Elle se prosterna et embrassa l'ourlet de la robe de Lord Voldemort. Lorsqu'elle s'agenouilla de nouveau, de longues traînées de larmes parcouraient ses joues.
– Juste une dernière chose, toutefois…
– Oui, mon seigneur ?
– Je vais répondre honnêtement à la question impudente que tu m'as posée. Dmitri Jdanov, sa femme et l'héritier qu'elle portait devaient mourir car ils constituaient une entrave à mon ascension. Jdanov n'a jamais été mon ami, et lorsqu'il a osé poser le doute sur mes origines, il a signé son arrêt de mort. Nul ne déshonore mon héritage sans en payer le prix, déclara Lord Voldemort froidement.
Il s'avança vers le chaudron et remplit une coupe du liquide visqueux qu'il avait préparé.
– Bois-cela, Bellatrix. Grâce à cette potion, la marque que je dessinerai sur ton bras me sera irrévocablement et éternellement liée.
Bellatrix se leva et se saisit de la coupe, et tout en regardant Lord Voldemort dans les yeux, elle l'apporta à ses lèvres. Le goût infect du liquide ne l'incommoda même pas, tant elle était heureuse de finalement devenir un mangemort.
– Demain, Bellatrix, tout va changer. La décennie qui se profile marquera celle de ma victoire absolue. Et elle ne sera que le début d'une nouvelle ère.
Bellatrix sentit bientôt les effets capiteux de la potion. Elle eut soudainement très chaud comme si elle venait de plonger dans une eau bouillonnante quelque chose au plus profond d'elle sembla se briser et cela procurait en elle un plaisir immense. Elle crut entendre Lord Voldemort ricaner mais elle ne pouvait être sûre de rien tant sa tête tournait.
Le Seigneur des Ténèbres lui saisit brutalement le bras, et elle se força à garder les yeux grand ouverts.

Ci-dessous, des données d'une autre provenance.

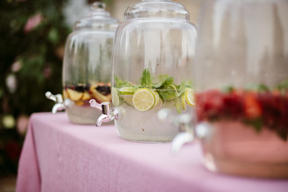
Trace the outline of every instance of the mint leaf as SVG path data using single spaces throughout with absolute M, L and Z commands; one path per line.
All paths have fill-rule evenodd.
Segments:
M 178 97 L 176 97 L 173 100 L 173 102 L 174 102 L 174 107 L 176 108 L 176 111 L 177 111 L 177 113 L 179 114 L 181 114 L 181 113 L 182 111 L 182 109 L 181 108 L 180 100 Z
M 158 75 L 157 78 L 160 81 L 162 81 L 168 77 L 168 75 Z
M 115 82 L 116 83 L 116 87 L 117 88 L 120 88 L 120 85 L 122 82 L 122 80 L 121 79 L 119 80 L 118 77 L 115 74 L 114 75 L 114 80 L 115 81 Z
M 158 84 L 155 84 L 154 85 L 152 85 L 152 87 L 154 87 L 154 88 L 158 88 L 158 87 L 160 87 L 162 85 L 162 84 L 163 83 L 163 82 L 161 82 L 161 83 L 159 83 Z
M 288 90 L 288 79 L 283 81 L 277 85 L 276 88 L 279 90 Z
M 158 92 L 162 98 L 165 100 L 172 99 L 177 96 L 176 92 L 173 90 L 161 91 Z
M 141 85 L 142 86 L 149 86 L 151 85 L 152 82 L 151 79 L 151 75 L 148 68 L 144 69 L 142 73 L 141 82 Z
M 269 90 L 268 87 L 264 85 L 253 83 L 247 84 L 244 87 L 244 89 L 246 91 L 257 91 L 260 92 Z

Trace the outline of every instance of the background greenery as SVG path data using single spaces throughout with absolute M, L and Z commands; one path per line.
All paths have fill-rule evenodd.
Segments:
M 62 92 L 68 1 L 0 1 L 0 175 L 17 172 L 29 116 L 51 111 L 45 93 Z

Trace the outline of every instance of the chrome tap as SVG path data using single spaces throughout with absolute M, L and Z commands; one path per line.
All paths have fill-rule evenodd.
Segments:
M 161 109 L 158 112 L 158 119 L 160 122 L 173 124 L 181 132 L 172 141 L 171 153 L 173 154 L 178 153 L 183 145 L 193 141 L 196 139 L 208 140 L 211 138 L 213 133 L 209 125 L 205 122 L 196 125 L 196 116 L 193 113 L 192 114 L 175 116 L 172 114 L 171 110 L 165 108 Z
M 47 98 L 53 100 L 56 102 L 52 108 L 52 113 L 55 114 L 59 111 L 65 110 L 69 108 L 71 105 L 71 102 L 68 99 L 63 100 L 63 97 L 61 94 L 52 95 L 50 91 L 48 91 L 45 94 Z
M 114 119 L 122 121 L 126 116 L 126 110 L 121 107 L 115 107 L 112 110 L 110 102 L 103 102 L 101 104 L 97 103 L 95 99 L 89 102 L 90 106 L 101 110 L 101 115 L 97 121 L 96 126 L 99 127 L 103 122 L 109 122 Z

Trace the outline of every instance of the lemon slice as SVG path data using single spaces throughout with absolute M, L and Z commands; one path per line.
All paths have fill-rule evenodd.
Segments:
M 157 92 L 154 91 L 153 90 L 150 90 L 150 91 L 154 95 L 154 96 L 155 97 L 155 102 L 154 103 L 154 104 L 153 105 L 153 106 L 152 107 L 152 109 L 154 108 L 155 107 L 157 106 L 157 105 L 158 104 L 158 103 L 159 102 L 159 100 L 160 99 L 160 98 L 159 97 L 159 95 L 158 95 L 158 94 Z
M 120 99 L 118 96 L 118 93 L 113 87 L 111 89 L 111 94 L 112 96 L 112 103 L 115 107 L 117 107 L 120 104 Z
M 66 91 L 65 89 L 63 90 L 63 98 L 64 98 L 64 99 L 66 99 L 67 98 L 69 98 L 69 96 L 68 95 L 68 93 L 67 93 L 67 91 Z
M 188 105 L 193 107 L 195 106 L 194 90 L 192 89 L 186 88 L 185 91 L 185 98 Z
M 186 111 L 186 102 L 185 98 L 185 94 L 182 94 L 181 96 L 181 104 L 182 106 L 182 109 L 184 111 Z
M 84 92 L 84 93 L 83 94 L 83 96 L 82 97 L 81 99 L 82 100 L 88 100 L 91 98 L 91 97 L 90 96 L 89 93 L 88 92 Z
M 153 110 L 157 110 L 157 109 L 160 109 L 164 106 L 165 102 L 163 101 L 162 99 L 159 98 L 159 102 L 158 105 L 156 106 L 153 108 Z
M 83 93 L 78 92 L 70 89 L 67 89 L 67 92 L 71 100 L 74 101 L 77 101 L 80 100 L 83 96 Z
M 151 109 L 155 103 L 155 95 L 148 89 L 140 89 L 135 92 L 132 98 L 135 108 L 141 111 Z
M 137 89 L 134 87 L 124 87 L 118 90 L 120 95 L 133 95 L 137 90 Z

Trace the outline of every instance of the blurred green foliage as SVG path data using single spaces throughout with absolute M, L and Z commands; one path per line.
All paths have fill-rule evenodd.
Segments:
M 62 12 L 68 0 L 0 1 L 0 176 L 17 172 L 25 134 L 16 128 L 20 117 L 51 111 L 55 103 L 45 93 L 62 93 L 64 46 L 72 32 Z M 113 0 L 101 1 L 109 6 Z
M 61 92 L 67 1 L 0 1 L 0 175 L 17 171 L 23 139 L 6 117 L 50 111 L 45 93 Z

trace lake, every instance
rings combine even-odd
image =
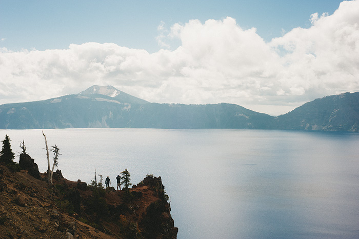
[[[44,130],[67,178],[161,176],[178,239],[359,238],[359,134],[256,130]],[[47,168],[41,130],[0,130]],[[97,177],[98,178],[98,177]]]

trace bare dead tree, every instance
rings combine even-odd
[[[55,156],[53,158],[54,163],[52,165],[52,170],[51,170],[51,175],[50,176],[50,183],[52,183],[52,174],[54,172],[54,168],[55,166],[57,167],[57,160],[58,160],[58,155],[61,155],[61,154],[59,152],[60,149],[58,148],[57,145],[55,145],[54,146],[51,146],[52,149],[50,149],[51,151],[54,152]]]
[[[23,140],[23,146],[21,146],[21,142],[20,142],[20,148],[23,150],[23,153],[25,155],[26,154],[26,146],[25,145],[25,141]]]
[[[45,145],[46,146],[46,155],[47,155],[47,182],[50,184],[50,155],[49,155],[49,147],[47,147],[47,141],[46,140],[46,136],[43,131],[43,135],[45,140]]]

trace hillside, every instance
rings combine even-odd
[[[359,131],[359,92],[316,99],[275,118],[285,130]]]
[[[121,98],[123,94],[116,94],[111,87],[96,89],[46,101],[2,105],[0,129],[266,129],[272,119],[236,105],[139,104],[135,99]]]
[[[146,176],[129,194],[54,173],[53,184],[0,165],[0,238],[176,238],[161,177]]]
[[[359,132],[359,92],[308,102],[277,117],[226,103],[151,103],[112,86],[74,95],[0,105],[0,129],[149,128]]]

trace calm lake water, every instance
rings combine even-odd
[[[161,176],[178,239],[359,238],[359,134],[248,130],[45,130],[58,169],[90,183]],[[0,130],[46,170],[41,130]],[[17,153],[18,155],[18,153]],[[16,158],[18,161],[18,156]]]

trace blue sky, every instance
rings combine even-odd
[[[161,48],[156,36],[161,22],[169,27],[192,19],[204,22],[227,16],[236,19],[244,29],[256,28],[258,35],[270,41],[283,30],[308,27],[312,13],[332,14],[341,2],[2,0],[0,38],[5,39],[0,46],[44,50],[94,42],[153,52]]]
[[[112,85],[278,115],[358,79],[359,0],[0,0],[0,104]]]

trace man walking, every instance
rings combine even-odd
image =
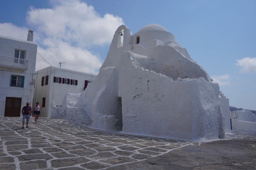
[[[22,119],[22,129],[24,128],[24,124],[25,124],[25,120],[27,120],[26,128],[28,128],[28,122],[29,121],[29,118],[32,114],[32,108],[29,106],[29,103],[28,102],[26,104],[25,106],[24,106],[22,108],[22,110],[21,113],[23,115],[23,118]]]

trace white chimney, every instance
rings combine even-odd
[[[29,30],[28,30],[28,38],[27,39],[27,41],[33,41],[33,37],[34,35],[33,33],[34,32],[34,31],[32,29],[32,28],[30,28]]]

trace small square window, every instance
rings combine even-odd
[[[10,86],[24,87],[24,76],[12,75],[11,77]]]

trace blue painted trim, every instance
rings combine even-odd
[[[16,77],[23,77],[23,81],[22,82],[22,87],[18,87],[17,86],[12,86],[12,80],[13,79],[13,76],[16,76]],[[17,81],[18,81],[18,79],[17,78]],[[10,86],[11,87],[24,87],[24,83],[25,82],[25,76],[17,76],[17,75],[11,75],[11,81],[10,81]]]

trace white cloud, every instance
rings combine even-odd
[[[220,86],[223,86],[229,84],[230,77],[229,75],[225,74],[222,76],[214,76],[211,77],[213,80],[212,82],[218,83]]]
[[[4,36],[26,40],[29,29],[19,27],[11,23],[0,23],[0,33]]]
[[[121,18],[108,14],[103,17],[93,7],[78,1],[62,1],[52,9],[30,8],[28,23],[47,37],[61,39],[73,45],[104,45],[123,24]]]
[[[241,67],[240,71],[248,73],[256,72],[256,58],[246,57],[236,60],[236,65]]]
[[[26,18],[29,28],[0,23],[1,35],[26,40],[32,28],[38,51],[53,66],[59,67],[61,61],[66,62],[61,67],[98,73],[102,61],[91,48],[110,45],[116,28],[124,24],[122,19],[109,14],[102,17],[93,7],[78,0],[50,2],[50,8],[30,7]],[[49,66],[38,54],[36,70]]]

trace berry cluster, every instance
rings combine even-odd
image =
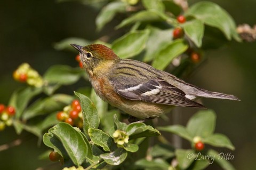
[[[81,58],[80,57],[80,55],[78,54],[76,56],[76,60],[79,62],[79,66],[81,68],[83,68],[83,63],[81,61]]]
[[[196,136],[193,139],[193,142],[195,143],[195,149],[197,151],[201,151],[204,149],[204,143],[202,142],[200,136]]]
[[[13,76],[18,82],[27,82],[29,85],[36,87],[42,87],[43,84],[42,77],[27,63],[19,66],[13,72]]]
[[[12,118],[15,115],[15,109],[12,106],[5,107],[0,104],[0,131],[3,131],[5,126],[12,125]]]
[[[65,107],[63,111],[59,112],[57,119],[65,122],[71,126],[83,128],[83,114],[80,103],[77,100],[74,100],[70,105]]]

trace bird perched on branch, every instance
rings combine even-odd
[[[121,59],[101,44],[71,45],[78,51],[96,93],[139,119],[159,116],[174,106],[205,108],[193,100],[197,97],[239,100],[233,95],[198,88],[143,62]]]

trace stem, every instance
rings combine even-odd
[[[22,140],[21,139],[18,139],[10,143],[4,144],[0,145],[0,152],[7,150],[10,148],[19,145],[21,144]]]
[[[95,163],[94,163],[93,164],[92,164],[90,166],[88,166],[87,168],[86,168],[85,169],[84,169],[84,170],[89,170],[89,169],[91,169],[91,168],[92,168],[94,166],[95,166],[95,165],[97,165],[98,164],[102,162],[102,161],[103,161],[103,159],[101,159],[99,160],[98,161],[95,161]]]

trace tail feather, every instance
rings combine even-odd
[[[206,90],[199,88],[197,88],[197,90],[198,90],[196,91],[196,92],[193,95],[204,98],[223,99],[240,101],[240,99],[232,94],[227,94],[222,93],[211,92]]]

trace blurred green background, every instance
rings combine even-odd
[[[189,1],[189,3],[198,1]],[[237,24],[256,24],[256,1],[211,1],[226,9]],[[114,26],[121,21],[118,17],[103,31],[95,31],[94,21],[99,10],[75,1],[61,3],[51,0],[0,1],[0,103],[7,104],[12,92],[23,85],[12,78],[13,71],[21,63],[29,63],[41,75],[56,64],[77,67],[76,53],[57,51],[53,45],[69,37],[92,41],[113,33]],[[216,132],[227,135],[236,147],[235,151],[219,151],[234,155],[231,163],[237,169],[255,167],[255,54],[256,43],[231,42],[221,48],[206,51],[207,62],[186,80],[241,99],[240,102],[203,99],[205,105],[217,114]],[[84,82],[80,81],[62,91],[72,94],[83,85]],[[193,111],[182,109],[180,123],[186,124]],[[37,137],[26,137],[28,135],[24,132],[17,136],[13,128],[0,132],[0,145],[17,137],[26,139],[18,147],[0,152],[0,169],[35,169],[41,166],[47,169],[47,165],[51,163],[37,159],[46,147],[38,147]]]

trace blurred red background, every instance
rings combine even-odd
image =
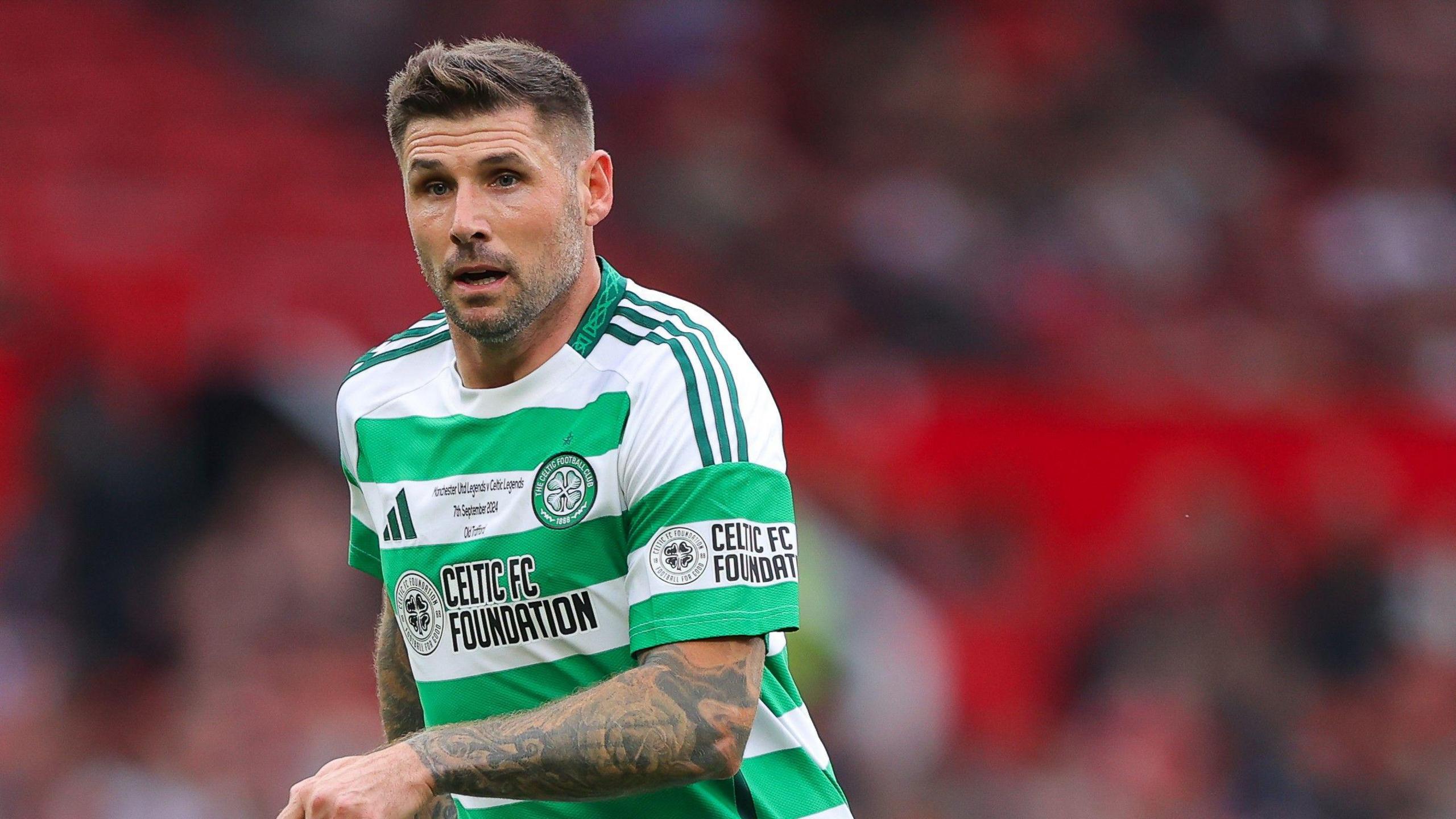
[[[488,34],[776,391],[856,815],[1456,813],[1449,4],[9,0],[0,818],[379,742],[332,396],[432,307],[384,82]]]

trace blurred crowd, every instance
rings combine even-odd
[[[384,82],[494,34],[779,395],[858,816],[1456,815],[1450,3],[12,0],[0,819],[380,742],[332,392],[431,309]]]

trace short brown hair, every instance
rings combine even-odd
[[[460,45],[435,41],[421,48],[389,80],[384,121],[397,156],[415,118],[486,114],[514,105],[530,105],[543,122],[565,124],[585,150],[596,144],[591,99],[577,71],[539,45],[504,36]]]

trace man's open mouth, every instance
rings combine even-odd
[[[505,271],[499,270],[462,270],[454,274],[454,280],[462,284],[491,284],[505,278]]]

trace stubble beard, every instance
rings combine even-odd
[[[552,305],[562,299],[581,275],[585,262],[587,235],[581,223],[581,205],[577,197],[568,197],[561,219],[547,242],[546,254],[534,270],[521,271],[515,261],[482,248],[472,248],[453,256],[451,264],[485,262],[504,268],[517,283],[518,290],[504,309],[488,319],[466,318],[460,305],[450,297],[450,278],[441,268],[437,270],[425,261],[419,246],[415,246],[415,256],[419,259],[419,270],[440,299],[450,322],[463,329],[470,338],[480,344],[499,345],[511,341],[542,316]]]

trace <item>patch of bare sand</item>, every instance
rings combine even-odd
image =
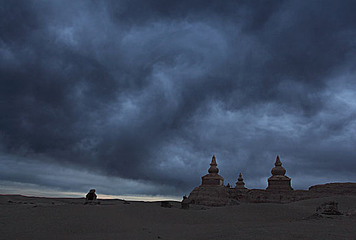
[[[356,218],[305,220],[330,200],[339,210],[356,209],[356,197],[294,203],[206,207],[180,203],[0,195],[0,238],[4,239],[356,239]],[[10,201],[10,202],[9,202]]]

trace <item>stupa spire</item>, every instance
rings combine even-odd
[[[291,179],[285,176],[285,169],[282,167],[282,163],[277,155],[274,167],[271,170],[272,176],[268,178],[268,187],[270,190],[293,190],[291,187]]]
[[[278,155],[277,155],[277,158],[276,158],[276,163],[274,163],[274,166],[282,166],[282,163],[281,163],[281,160],[279,160]]]
[[[210,164],[210,168],[208,170],[209,173],[219,173],[219,169],[216,167],[217,164],[216,163],[215,156],[213,155],[213,158],[211,158],[211,163]]]
[[[242,175],[241,173],[239,174],[239,178],[237,178],[237,182],[236,182],[235,189],[246,189],[245,182],[244,182],[244,178],[242,178]]]
[[[272,169],[271,173],[272,176],[285,176],[285,169],[282,167],[282,163],[279,159],[279,156],[277,155],[276,163],[274,163],[274,167]]]
[[[219,169],[216,167],[215,156],[213,155],[209,173],[202,177],[202,185],[204,186],[224,186],[224,178],[218,174]]]

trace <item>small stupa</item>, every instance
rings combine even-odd
[[[224,186],[224,178],[217,174],[219,169],[216,167],[215,156],[213,155],[210,168],[208,170],[209,174],[202,177],[202,185],[204,186]]]
[[[285,175],[285,169],[282,167],[282,163],[278,155],[271,173],[272,176],[268,179],[268,190],[293,190],[290,184],[291,179]]]
[[[239,178],[237,178],[237,182],[236,182],[236,186],[235,187],[235,189],[246,189],[245,187],[245,182],[244,182],[244,178],[242,178],[242,175],[239,174]]]

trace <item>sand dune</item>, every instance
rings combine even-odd
[[[356,209],[356,197],[294,203],[244,204],[180,209],[161,203],[84,198],[0,195],[0,238],[3,239],[356,239],[356,217],[332,215],[303,219],[330,200],[339,210]],[[327,216],[326,216],[327,217]]]

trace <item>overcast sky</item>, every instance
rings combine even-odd
[[[1,1],[0,193],[356,182],[355,1]]]

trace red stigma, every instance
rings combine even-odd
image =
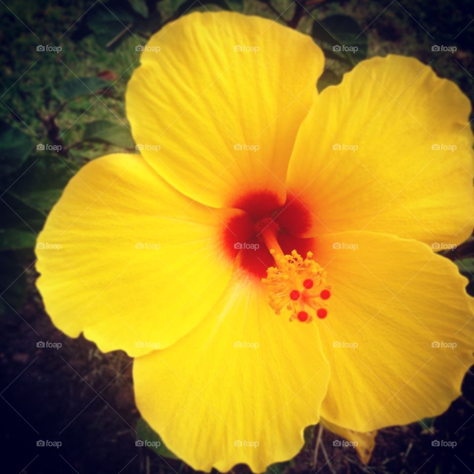
[[[296,301],[300,299],[300,292],[298,290],[292,290],[290,292],[290,299]]]
[[[298,319],[304,322],[308,319],[308,313],[306,311],[300,311],[298,314]]]
[[[320,308],[316,314],[320,319],[324,319],[327,316],[327,310],[324,308]],[[299,315],[298,315],[298,317],[299,317]]]
[[[321,300],[328,300],[331,296],[331,292],[329,290],[323,290],[319,294]]]

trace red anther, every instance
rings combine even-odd
[[[327,316],[327,310],[324,308],[320,308],[316,314],[320,319],[324,319]]]
[[[296,301],[300,299],[300,292],[298,290],[292,290],[290,292],[290,299]]]
[[[300,311],[298,314],[298,319],[304,322],[308,319],[308,313],[306,311]]]
[[[322,300],[328,300],[331,296],[331,292],[329,290],[323,290],[319,294]]]

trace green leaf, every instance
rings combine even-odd
[[[99,2],[97,8],[90,12],[87,25],[92,31],[97,43],[105,47],[114,38],[120,35],[123,38],[129,34],[135,21],[134,15],[136,13],[128,4]]]
[[[0,176],[10,174],[20,168],[34,146],[29,135],[0,122]]]
[[[311,36],[330,45],[329,50],[341,55],[344,60],[355,64],[367,57],[367,36],[354,18],[347,15],[333,15],[315,20]]]
[[[109,81],[102,78],[74,78],[64,82],[56,93],[60,99],[69,102],[83,95],[97,94],[110,85]]]
[[[18,310],[26,294],[26,276],[14,252],[5,252],[1,255],[0,267],[0,314]]]
[[[0,251],[33,248],[36,234],[31,231],[18,229],[0,229]]]
[[[148,7],[145,0],[128,0],[130,6],[144,17],[148,16]]]
[[[341,82],[341,78],[330,69],[325,69],[317,81],[317,91],[320,92],[328,85],[336,85]]]
[[[96,120],[87,123],[82,138],[86,141],[110,143],[121,148],[135,148],[135,142],[126,126],[108,120]]]
[[[138,435],[137,446],[146,446],[157,454],[165,458],[179,459],[164,445],[158,434],[143,418],[140,418],[137,422],[136,432]]]
[[[474,257],[455,260],[454,263],[458,266],[460,272],[467,276],[469,279],[474,278]]]
[[[67,158],[46,155],[33,162],[8,193],[25,206],[45,216],[77,170],[78,165],[67,161]]]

Elle avait attendu ce moment des années durant, il était hors de question qu'elle en perde une miette. Il releva sa manche de sa main gauche et saisit sa baguette de sa main droite. Puis, il contempla sa nouvelle servante avec un léger sourire avant de déposer le bout incandescent de sa baguette sur la peau blanche et vierge de Bellatrix. La sensation de brûlure était terrible mais Bellatrix sourit, puis hurla, puis éclata de rire. Elle sentait son corps lui échapper, ses sens se délier, son dos se cambrer. Fiévreuse et en proie au délire provoqué par la potion et la main du Seigneur des Ténèbres posée sur son bras, elle se mit à pleurer au milieu de ses rires. De véritables sanglots la secouèrent tandis qu'elle contemplait le visage de Lord Voldemort, imperturbable et concentré sur sa marque. Puis tout disparut : les cris, les pleurs et les rires.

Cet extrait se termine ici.